Discover the modernist dreams of post-war Manchester in a fascinating guided walk and archive film screening – presented by Manchester Modernist Society and the North West Film Archive.
A City Speaks, a 1947 documentary produced by Paul Rotha, was Manchester City Council’s post-war announcement for its reconstruction of the bombed city. It was a cinematic vision designed to inspire confidence and hope in a brighter future. Today, it offers us the sights and sounds of Manchester of over sixty years ago, from the grim slums of Hulme to the leafy streets of Wythenshawe, and from heavy industry to the fun of the fair at Belle Vue. With incredible aerial shots of the city, it’s an evocative glimpse of people in a post-war past that will fascinate Mancunians and visitors alike. Also on the billing is a short from the BBC North West collection, which shows the opening of New Broadcasting House on Oxford Road in 1977 – right opposite the Art Deco Dancehouse (itself a former cinema and BBC television studio) and now just a rubble-strewn car park.

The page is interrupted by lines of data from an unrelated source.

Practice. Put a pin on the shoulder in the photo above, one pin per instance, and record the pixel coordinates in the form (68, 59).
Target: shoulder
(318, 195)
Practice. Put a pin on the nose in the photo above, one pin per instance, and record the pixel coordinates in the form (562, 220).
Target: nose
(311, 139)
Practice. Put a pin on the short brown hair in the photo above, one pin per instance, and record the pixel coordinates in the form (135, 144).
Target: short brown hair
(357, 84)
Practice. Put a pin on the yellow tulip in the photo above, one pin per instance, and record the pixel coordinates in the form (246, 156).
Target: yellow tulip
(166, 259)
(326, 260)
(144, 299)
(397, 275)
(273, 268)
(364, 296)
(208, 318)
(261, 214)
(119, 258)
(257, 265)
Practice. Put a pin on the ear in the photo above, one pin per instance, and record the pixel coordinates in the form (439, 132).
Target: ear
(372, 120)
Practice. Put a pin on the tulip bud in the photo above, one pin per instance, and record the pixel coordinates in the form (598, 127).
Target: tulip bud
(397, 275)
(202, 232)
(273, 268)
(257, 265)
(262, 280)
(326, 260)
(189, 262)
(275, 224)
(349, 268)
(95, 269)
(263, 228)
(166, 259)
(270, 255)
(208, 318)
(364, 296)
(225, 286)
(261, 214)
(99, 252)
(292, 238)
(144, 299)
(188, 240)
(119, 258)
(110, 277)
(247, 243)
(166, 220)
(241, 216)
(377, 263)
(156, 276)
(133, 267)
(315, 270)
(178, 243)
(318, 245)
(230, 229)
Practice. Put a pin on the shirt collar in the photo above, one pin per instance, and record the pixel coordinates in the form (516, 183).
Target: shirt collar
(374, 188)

But that’s not all: before the screening, our friends at the Manchester Modernist Society lead a guided architectural walk through the 20th century city, from the white heat of technology that once burned bright at the UMIST campus to the love-it-or-hate-it concrete structure of the Mancunian Way, via the various ideas (good and bad) proposed for the University’s Oxford Road precinct. Walk and watch, or take one or the other: either way, this is a fascinating glimpse into the modernist dreaming of a post-war city. The screening is presented by the North West Film Archive at Manchester Metropolitan University. Walk: Meet at Vimto Statue, Granby Row, off Sackville Street, M60 1QD, 10am-12pm, Saturday 12 October, £4. Screening: The Dancehouse, 10A Oxford Road, M1 5QA, 12.30pm for 1pm, Saturday 12 October, £3. Walk + screening: buy tickets for both for just £6.